On the other hand, keeping the 1787 text pristine does enhance its status as compared to the amendments, which may have been Sherman's objective, as he was unenthusiastic about a bill of rights. And if the Constitution's legitimacy comes from the heroism of the revolutionary leaders who proposed the plan, keeping their names tied to an unchanging text may be a useful legal fiction. The point is that the way that First Congress set up the amendment process reinforces that view that there is something special about the original text that should not be changed.
One final thought. Suppose Congress wanted to issue a "Restatement" of the Constitution that put the amendments and the 1787 text together. Would that require an Article Five amendment even though no new text would be added? Posted
by Gerard N. Magliocca [link]
So long as the President, Congress and the judiciary follow the provisions of the Constitution as written, does it really matter where those provisions are written?
Query: With a "Restatement" where might the 2nd A be placed, whether by originalists or non-originalists? Would a proposed "placement" amend the militia clauses or Section 4 of Article IV?
Any "Restatement" would seem to call for explanatory text. (Note "Restatements " of various areas of the law, e.g., "contracts" in this regard.)
Paul A. Freund's "Preface" to Thomas Reed Powell's "Vagaries and Varieties in Constitutional Interpretation" (1955, Columbia Univ. Press) includes this:
"In paying his respects to the Restatements of the law, Professor Powell used to say that he could easily prepare a Restatement of Constitutional Law. In the usual form, the black letter text would read: 'Congress may regulate interstate commerce.' A Comment would add: 'The states may also regulate interstate commerce, but not too much' And then would follow a Caveat: "How much is too much is beyond the scope of this Restatement.'"

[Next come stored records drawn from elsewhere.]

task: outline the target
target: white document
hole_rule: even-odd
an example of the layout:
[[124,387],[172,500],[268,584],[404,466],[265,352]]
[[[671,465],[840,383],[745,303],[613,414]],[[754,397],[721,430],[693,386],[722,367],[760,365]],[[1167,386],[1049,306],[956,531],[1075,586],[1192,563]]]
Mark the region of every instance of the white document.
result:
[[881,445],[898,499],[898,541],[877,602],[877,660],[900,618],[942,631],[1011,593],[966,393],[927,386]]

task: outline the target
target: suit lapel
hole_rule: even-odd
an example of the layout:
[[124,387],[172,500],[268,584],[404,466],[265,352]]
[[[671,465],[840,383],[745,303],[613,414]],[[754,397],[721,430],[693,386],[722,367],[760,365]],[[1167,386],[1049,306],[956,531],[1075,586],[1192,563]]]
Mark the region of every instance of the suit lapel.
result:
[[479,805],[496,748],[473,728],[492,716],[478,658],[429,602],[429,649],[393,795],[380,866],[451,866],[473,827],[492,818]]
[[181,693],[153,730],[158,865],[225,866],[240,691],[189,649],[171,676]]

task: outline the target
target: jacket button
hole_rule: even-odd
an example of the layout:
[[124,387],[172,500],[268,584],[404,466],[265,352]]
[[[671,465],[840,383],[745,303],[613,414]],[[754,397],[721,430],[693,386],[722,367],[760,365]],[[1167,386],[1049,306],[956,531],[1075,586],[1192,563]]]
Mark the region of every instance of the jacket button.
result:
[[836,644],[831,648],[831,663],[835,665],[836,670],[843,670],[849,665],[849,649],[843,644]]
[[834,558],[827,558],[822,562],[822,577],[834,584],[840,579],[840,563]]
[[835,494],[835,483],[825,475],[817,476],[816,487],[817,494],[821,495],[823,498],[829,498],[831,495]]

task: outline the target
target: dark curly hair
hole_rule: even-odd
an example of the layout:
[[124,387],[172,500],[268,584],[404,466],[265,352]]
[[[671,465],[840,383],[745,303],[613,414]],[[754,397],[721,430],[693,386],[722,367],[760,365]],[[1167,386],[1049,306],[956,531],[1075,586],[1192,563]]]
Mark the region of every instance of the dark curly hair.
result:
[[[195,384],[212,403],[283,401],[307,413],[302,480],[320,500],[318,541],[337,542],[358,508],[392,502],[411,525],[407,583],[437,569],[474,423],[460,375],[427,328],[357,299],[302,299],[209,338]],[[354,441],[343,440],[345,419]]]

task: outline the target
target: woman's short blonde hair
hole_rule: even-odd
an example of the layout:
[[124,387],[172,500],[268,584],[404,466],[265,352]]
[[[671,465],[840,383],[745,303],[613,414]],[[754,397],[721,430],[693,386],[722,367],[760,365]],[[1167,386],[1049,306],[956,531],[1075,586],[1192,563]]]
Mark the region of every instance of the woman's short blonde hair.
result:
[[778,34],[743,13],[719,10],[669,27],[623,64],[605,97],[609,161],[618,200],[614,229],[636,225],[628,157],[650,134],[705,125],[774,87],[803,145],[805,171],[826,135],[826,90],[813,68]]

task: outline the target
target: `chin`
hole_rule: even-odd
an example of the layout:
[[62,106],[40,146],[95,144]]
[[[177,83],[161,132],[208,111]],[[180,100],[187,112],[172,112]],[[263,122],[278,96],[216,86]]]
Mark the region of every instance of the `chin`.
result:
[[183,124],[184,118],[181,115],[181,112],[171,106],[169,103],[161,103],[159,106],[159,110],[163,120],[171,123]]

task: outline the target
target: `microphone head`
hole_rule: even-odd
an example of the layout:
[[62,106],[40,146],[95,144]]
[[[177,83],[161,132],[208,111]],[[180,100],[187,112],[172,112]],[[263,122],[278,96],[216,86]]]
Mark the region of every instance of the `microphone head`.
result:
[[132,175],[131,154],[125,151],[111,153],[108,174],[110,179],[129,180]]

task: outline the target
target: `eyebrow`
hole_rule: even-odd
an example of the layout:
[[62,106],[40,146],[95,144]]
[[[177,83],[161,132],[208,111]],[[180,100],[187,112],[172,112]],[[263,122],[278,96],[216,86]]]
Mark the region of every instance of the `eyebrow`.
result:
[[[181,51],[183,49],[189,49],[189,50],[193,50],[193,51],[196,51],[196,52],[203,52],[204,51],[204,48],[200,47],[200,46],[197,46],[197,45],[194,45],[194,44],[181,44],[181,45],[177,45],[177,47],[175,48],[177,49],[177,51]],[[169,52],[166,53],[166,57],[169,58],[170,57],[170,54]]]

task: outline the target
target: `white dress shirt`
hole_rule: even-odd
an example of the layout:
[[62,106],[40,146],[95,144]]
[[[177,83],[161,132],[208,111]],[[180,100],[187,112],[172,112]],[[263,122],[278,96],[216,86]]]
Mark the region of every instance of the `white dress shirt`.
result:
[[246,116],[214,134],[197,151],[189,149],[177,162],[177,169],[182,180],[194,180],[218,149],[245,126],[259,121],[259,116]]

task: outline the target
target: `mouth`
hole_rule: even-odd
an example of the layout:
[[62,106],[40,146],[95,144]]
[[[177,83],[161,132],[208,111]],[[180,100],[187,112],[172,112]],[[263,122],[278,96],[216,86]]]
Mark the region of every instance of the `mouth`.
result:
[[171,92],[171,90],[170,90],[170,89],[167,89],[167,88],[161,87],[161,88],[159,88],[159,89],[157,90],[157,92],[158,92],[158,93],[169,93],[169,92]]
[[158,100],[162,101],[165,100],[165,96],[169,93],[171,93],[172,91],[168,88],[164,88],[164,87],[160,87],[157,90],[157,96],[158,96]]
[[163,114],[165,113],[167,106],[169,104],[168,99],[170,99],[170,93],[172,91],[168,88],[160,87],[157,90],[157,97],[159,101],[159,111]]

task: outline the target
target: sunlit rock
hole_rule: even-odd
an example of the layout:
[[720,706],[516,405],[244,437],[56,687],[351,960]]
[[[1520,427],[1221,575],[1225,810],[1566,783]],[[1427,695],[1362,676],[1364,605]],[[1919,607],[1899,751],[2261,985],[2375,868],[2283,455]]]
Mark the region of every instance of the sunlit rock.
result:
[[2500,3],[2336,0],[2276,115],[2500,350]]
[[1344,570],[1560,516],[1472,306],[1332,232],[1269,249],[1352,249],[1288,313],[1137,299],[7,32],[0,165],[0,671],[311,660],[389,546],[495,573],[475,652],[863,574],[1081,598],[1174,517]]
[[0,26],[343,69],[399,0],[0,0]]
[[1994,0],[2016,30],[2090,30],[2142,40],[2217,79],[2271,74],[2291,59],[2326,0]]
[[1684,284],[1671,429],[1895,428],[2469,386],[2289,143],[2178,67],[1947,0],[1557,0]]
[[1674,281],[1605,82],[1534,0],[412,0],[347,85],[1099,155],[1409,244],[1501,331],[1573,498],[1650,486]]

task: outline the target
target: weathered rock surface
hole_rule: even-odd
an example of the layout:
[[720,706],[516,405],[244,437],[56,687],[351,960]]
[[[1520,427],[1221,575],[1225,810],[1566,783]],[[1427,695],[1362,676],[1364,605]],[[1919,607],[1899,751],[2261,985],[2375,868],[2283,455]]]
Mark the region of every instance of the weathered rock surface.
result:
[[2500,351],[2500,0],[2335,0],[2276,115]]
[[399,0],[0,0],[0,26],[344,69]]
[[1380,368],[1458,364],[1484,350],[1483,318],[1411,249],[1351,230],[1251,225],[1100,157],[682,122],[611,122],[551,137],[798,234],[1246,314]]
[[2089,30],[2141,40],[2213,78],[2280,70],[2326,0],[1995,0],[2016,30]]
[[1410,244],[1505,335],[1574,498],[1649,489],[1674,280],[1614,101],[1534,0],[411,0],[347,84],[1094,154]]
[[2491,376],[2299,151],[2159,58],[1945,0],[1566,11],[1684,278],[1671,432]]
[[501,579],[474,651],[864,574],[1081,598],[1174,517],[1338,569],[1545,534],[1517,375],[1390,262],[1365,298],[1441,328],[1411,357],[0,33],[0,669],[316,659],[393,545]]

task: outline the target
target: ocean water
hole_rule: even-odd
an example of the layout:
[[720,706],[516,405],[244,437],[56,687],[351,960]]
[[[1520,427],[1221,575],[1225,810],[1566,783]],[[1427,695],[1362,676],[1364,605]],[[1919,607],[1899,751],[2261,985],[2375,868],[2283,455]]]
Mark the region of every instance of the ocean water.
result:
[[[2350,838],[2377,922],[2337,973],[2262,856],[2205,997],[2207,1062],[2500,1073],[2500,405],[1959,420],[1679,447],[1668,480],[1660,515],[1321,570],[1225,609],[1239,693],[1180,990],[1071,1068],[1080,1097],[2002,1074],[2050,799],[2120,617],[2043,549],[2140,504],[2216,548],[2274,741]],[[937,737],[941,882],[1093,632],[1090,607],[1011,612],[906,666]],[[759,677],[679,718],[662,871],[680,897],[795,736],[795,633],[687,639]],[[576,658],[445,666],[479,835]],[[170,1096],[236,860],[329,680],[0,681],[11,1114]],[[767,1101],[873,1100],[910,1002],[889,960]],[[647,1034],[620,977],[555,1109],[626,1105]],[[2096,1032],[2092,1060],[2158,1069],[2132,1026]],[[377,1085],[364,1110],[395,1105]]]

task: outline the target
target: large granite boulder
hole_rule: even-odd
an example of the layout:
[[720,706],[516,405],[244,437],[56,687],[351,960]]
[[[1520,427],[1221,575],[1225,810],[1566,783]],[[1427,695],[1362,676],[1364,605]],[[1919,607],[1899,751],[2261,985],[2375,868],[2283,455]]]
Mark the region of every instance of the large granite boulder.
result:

If that were in fact Sherman's reasoning for wanting to keep the amendments separate, then I have to say that he failed miserably. By appending the first ten amendments to the Constitution and calling them a Bill of Rights, they have actually outgrown the original document in importance.
If you were to ask a representative sample of Americans to give an example of something from the Constitution, I would be willingly to bet that most people would name something from either the Bill of Rights or the Preamble, and not the body of the original document itself. Of course, I actually think most people would name something from the Declaration of Independence, but that's a whole other issue.